In [1]:
import torchtext
import torch
import pandas as pd

from torch.autograd import Variable
import torch.nn.functional as F
from torchtext import data
from torch import nn
import random

import spacy
import math

import sys
sys.path.append('..')

from utils.load_data import load_mnli

### Create Dataset

In [2]:
load_mnli()

ValueError: Expected object or value

### Load Dataset

In [12]:


source = data.Field(
        tokenize = 'spacy'
        , lower = True
        , batch_first = True
        )

target = data.Field(
        sequential=False
        , use_vocab = False
        , is_target=True
        )

train_data, valid_data, test_data = data.TabularDataset.splits(
    path = 'dataset/'
    , train = 'train.csv'
    , validation = 'val.csv'
    , test = 'test.csv'
    , format = 'csv'
    , fields = {'sentence': ('text', source), 'gold_label': ('target', target)}
)

source.build_vocab(train_data, min_freq=2)
source.vocab.load_vectors(torchtext.vocab.Vectors(glove_path, cache="."))

print(source.vocab.vectors.shape)
print(f"Unique tokens in text vocabulary: {len(source.vocab)}")

KeyboardInterrupt: 

### Build Model

In [6]:
class Attention(nn.Module):
    def __init__(self, hidden_size):
        super(Attention, self).__init__()
        
        self.hidden_size = hidden_size
        self.attn = nn.Linear(self.hidden_size * 4, hidden_size)
        self.v = nn.Parameter(torch.rand(hidden_size))
        stdv = 1. / math.sqrt(self.v.size(0))
        self.v.data.uniform_(-stdv, stdv)

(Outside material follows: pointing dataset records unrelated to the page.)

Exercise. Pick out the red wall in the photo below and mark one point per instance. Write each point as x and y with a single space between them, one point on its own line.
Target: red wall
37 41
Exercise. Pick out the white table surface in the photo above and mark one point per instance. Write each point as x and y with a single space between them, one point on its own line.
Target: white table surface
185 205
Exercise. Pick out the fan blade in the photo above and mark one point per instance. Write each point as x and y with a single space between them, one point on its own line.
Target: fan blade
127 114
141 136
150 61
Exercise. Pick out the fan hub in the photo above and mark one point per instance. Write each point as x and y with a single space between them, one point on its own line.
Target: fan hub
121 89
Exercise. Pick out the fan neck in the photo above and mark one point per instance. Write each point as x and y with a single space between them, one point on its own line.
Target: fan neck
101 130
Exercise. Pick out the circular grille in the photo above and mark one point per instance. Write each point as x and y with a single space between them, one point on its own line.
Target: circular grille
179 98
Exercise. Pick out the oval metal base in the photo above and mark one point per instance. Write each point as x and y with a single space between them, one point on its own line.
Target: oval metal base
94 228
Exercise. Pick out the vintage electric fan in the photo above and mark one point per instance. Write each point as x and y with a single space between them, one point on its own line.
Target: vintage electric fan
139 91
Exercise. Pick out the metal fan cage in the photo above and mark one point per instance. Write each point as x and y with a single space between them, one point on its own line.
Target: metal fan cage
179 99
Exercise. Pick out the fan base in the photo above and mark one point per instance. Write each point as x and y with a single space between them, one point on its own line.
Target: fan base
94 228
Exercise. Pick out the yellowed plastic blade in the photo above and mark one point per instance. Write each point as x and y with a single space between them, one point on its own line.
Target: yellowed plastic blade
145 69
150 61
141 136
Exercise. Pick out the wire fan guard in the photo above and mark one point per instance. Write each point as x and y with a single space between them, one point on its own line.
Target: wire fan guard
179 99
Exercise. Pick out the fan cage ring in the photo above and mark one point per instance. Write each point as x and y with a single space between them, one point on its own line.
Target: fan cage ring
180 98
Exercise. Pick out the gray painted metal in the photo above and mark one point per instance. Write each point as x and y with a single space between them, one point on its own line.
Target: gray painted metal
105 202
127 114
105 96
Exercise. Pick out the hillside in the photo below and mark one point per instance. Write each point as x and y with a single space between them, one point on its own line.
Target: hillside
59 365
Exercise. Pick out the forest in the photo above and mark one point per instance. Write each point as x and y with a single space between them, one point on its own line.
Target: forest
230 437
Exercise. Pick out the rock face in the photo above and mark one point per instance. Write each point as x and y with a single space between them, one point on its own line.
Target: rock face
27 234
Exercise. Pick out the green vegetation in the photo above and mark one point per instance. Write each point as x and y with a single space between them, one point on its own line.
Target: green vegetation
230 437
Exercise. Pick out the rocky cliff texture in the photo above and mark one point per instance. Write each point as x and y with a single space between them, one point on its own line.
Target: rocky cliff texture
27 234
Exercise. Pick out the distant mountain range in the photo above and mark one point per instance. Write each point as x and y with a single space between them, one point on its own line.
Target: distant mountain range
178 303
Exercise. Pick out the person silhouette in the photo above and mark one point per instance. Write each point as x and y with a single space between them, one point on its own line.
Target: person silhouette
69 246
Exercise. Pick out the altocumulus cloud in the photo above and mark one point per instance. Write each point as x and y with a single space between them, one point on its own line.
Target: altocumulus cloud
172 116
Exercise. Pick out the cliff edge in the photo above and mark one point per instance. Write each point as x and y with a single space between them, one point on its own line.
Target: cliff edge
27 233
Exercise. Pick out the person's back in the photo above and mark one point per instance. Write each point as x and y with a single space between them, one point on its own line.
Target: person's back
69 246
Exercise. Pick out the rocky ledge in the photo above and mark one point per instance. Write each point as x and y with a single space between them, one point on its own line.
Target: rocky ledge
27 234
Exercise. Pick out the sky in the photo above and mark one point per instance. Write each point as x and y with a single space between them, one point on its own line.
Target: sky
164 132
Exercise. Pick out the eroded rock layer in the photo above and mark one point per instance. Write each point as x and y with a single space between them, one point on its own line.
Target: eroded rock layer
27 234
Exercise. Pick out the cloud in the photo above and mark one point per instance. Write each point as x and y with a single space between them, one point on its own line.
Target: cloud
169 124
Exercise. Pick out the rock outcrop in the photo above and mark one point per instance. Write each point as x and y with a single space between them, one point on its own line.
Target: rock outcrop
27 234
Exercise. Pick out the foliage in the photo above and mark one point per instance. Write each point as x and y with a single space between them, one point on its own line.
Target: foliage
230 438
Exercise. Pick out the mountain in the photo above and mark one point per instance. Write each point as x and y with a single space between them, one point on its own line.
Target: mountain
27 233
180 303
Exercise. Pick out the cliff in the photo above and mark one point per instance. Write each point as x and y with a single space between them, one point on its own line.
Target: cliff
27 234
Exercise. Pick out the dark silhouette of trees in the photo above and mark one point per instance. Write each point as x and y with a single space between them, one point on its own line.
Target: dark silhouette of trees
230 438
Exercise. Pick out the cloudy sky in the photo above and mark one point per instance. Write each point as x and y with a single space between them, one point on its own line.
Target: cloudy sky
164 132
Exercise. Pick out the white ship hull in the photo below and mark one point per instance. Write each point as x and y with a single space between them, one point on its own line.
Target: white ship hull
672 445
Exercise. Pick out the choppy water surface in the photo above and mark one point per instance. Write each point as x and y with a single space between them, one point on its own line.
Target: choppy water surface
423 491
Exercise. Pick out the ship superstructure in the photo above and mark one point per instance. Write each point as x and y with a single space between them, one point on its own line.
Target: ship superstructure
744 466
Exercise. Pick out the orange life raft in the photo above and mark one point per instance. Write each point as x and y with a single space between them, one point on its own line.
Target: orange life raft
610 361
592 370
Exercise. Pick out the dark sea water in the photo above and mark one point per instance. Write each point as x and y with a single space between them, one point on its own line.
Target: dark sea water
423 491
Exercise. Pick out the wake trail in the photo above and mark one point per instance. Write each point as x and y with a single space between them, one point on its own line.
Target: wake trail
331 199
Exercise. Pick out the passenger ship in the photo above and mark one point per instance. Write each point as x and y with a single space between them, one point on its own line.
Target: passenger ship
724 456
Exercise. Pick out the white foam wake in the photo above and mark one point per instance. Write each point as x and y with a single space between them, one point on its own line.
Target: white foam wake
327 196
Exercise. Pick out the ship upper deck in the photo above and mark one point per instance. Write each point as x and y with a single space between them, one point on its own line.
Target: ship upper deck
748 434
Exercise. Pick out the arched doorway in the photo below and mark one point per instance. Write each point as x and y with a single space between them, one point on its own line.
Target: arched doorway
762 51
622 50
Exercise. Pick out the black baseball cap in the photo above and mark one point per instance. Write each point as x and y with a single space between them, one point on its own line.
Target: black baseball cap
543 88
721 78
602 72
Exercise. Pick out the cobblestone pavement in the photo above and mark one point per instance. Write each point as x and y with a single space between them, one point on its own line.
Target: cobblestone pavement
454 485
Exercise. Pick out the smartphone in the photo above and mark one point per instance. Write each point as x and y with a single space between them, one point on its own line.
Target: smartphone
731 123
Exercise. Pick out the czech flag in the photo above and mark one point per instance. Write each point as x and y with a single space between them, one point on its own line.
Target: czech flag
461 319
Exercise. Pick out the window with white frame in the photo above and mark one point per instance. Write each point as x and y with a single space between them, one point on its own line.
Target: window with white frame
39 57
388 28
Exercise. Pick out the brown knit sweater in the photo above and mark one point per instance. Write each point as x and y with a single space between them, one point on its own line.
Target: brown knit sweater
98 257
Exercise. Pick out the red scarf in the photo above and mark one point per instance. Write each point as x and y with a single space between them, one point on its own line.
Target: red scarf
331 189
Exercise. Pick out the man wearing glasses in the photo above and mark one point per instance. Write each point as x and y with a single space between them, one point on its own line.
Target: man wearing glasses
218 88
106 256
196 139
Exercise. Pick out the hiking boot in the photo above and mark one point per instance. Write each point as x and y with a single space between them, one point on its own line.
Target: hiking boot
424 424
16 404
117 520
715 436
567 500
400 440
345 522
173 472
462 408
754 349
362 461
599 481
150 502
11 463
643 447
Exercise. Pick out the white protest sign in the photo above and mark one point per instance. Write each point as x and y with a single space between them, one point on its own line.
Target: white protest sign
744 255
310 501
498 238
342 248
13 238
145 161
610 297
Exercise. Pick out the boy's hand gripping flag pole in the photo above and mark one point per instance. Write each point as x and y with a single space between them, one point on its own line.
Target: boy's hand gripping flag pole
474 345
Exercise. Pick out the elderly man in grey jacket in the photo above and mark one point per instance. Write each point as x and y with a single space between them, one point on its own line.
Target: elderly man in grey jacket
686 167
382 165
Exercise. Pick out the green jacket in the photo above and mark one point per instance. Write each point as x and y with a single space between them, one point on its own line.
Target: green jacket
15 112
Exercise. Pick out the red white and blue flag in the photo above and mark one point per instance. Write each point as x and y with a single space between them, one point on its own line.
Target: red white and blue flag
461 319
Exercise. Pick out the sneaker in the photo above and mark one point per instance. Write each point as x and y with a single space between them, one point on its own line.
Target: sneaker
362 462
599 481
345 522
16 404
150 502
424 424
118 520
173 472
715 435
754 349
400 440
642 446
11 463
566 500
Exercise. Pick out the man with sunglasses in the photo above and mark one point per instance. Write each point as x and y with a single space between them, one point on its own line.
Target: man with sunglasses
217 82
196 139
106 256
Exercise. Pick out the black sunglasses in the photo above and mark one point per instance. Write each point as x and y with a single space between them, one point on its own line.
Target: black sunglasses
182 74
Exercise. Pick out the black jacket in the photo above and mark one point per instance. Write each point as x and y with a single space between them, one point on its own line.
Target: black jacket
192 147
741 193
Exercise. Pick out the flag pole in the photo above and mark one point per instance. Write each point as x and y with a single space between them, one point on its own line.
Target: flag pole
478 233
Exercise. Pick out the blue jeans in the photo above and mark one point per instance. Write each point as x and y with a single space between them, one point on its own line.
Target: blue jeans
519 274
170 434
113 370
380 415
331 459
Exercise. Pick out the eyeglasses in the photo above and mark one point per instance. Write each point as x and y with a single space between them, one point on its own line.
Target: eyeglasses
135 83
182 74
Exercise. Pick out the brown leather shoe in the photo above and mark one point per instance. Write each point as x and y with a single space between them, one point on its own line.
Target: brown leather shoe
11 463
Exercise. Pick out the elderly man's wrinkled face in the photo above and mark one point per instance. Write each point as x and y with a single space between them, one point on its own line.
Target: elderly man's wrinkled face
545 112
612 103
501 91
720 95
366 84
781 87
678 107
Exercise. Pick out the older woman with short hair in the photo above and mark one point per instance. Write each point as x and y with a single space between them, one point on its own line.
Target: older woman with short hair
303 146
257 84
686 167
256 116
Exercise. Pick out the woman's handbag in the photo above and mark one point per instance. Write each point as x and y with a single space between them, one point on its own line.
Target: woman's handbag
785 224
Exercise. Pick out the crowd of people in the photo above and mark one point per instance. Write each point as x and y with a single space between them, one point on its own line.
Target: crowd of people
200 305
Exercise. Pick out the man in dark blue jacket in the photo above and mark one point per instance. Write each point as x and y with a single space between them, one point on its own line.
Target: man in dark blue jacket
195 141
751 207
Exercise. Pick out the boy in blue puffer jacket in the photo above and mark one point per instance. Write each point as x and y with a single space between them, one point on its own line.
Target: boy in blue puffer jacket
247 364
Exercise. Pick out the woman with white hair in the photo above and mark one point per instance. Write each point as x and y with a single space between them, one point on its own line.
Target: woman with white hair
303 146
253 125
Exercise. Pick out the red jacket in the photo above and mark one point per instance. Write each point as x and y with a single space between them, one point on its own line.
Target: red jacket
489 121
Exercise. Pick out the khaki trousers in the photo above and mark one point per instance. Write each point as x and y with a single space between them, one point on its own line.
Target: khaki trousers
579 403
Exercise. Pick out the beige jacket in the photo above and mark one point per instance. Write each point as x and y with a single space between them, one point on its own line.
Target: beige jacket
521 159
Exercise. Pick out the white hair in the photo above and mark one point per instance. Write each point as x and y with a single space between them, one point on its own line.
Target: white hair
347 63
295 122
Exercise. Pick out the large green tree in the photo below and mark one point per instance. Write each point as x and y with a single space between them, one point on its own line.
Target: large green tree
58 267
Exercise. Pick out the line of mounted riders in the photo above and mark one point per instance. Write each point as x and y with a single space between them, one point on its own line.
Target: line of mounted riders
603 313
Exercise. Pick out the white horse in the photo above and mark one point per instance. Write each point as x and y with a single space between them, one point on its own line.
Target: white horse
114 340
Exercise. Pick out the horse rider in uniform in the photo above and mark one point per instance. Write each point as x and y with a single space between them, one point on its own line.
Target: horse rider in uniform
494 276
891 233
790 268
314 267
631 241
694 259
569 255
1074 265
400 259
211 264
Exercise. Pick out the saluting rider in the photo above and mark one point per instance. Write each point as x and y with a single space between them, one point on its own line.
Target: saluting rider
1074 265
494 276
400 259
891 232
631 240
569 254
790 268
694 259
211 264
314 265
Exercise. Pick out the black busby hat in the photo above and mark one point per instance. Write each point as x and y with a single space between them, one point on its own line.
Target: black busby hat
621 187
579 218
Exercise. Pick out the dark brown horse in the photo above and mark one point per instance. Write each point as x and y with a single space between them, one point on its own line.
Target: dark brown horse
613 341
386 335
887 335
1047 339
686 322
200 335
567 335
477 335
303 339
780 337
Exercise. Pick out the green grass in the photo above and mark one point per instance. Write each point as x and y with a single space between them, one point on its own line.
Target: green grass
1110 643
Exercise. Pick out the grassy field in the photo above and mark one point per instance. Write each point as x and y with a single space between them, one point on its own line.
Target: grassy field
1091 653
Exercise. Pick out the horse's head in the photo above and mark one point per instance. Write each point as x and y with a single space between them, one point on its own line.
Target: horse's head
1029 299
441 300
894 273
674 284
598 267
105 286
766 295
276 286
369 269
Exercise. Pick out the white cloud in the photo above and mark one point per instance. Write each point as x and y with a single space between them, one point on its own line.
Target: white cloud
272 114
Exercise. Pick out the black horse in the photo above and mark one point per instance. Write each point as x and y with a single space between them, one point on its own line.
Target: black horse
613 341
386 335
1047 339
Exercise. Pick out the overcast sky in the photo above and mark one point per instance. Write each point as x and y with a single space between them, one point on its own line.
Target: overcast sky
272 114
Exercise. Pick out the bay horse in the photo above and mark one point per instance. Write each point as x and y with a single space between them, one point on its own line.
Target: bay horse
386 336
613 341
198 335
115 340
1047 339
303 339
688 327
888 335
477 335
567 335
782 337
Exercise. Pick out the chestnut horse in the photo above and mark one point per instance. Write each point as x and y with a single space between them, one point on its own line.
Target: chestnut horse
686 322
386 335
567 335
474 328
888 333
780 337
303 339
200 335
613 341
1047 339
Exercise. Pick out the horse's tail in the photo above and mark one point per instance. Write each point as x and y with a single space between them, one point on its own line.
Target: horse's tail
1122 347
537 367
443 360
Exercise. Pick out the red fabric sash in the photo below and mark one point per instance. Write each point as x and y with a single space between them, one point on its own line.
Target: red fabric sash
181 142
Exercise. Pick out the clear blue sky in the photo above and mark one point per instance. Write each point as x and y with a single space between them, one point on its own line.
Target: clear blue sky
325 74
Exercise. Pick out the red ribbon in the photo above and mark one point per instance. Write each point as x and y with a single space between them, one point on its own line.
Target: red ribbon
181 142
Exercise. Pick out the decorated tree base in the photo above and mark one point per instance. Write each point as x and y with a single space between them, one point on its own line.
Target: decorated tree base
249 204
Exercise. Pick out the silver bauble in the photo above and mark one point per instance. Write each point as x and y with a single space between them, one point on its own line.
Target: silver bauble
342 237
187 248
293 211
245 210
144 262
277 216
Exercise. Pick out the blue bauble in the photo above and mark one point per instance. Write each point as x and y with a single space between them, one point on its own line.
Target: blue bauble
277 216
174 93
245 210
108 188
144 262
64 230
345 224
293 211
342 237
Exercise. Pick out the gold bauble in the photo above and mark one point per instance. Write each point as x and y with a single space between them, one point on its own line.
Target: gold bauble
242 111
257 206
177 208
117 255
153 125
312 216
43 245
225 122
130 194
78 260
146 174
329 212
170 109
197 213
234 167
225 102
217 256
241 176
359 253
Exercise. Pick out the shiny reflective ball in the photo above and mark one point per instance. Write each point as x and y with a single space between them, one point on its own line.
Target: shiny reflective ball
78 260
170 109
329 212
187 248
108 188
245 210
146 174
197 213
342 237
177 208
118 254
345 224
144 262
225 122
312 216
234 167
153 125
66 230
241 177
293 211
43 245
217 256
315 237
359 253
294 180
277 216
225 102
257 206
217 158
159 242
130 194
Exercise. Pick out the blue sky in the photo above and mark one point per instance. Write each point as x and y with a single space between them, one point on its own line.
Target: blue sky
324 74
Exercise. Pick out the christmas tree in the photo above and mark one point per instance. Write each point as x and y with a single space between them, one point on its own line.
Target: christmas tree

    def forward(self, hidden, encoder_outputs):
        hidden = hidden.reshape((1, hidden.shape[1], hidden.shape[2] * 2))
        timestep = encoder_outputs.size(0)
        h = hidden.repeat(timestep, 1, 1).transpose(0, 1)
        encoder_outputs = encoder_outputs.transpose(0, 1)  # [B*T*H]
        attn_energies = self.score(h, encoder_outputs)
        return F.softmax(attn_energies, dim=1).unsqueeze(1)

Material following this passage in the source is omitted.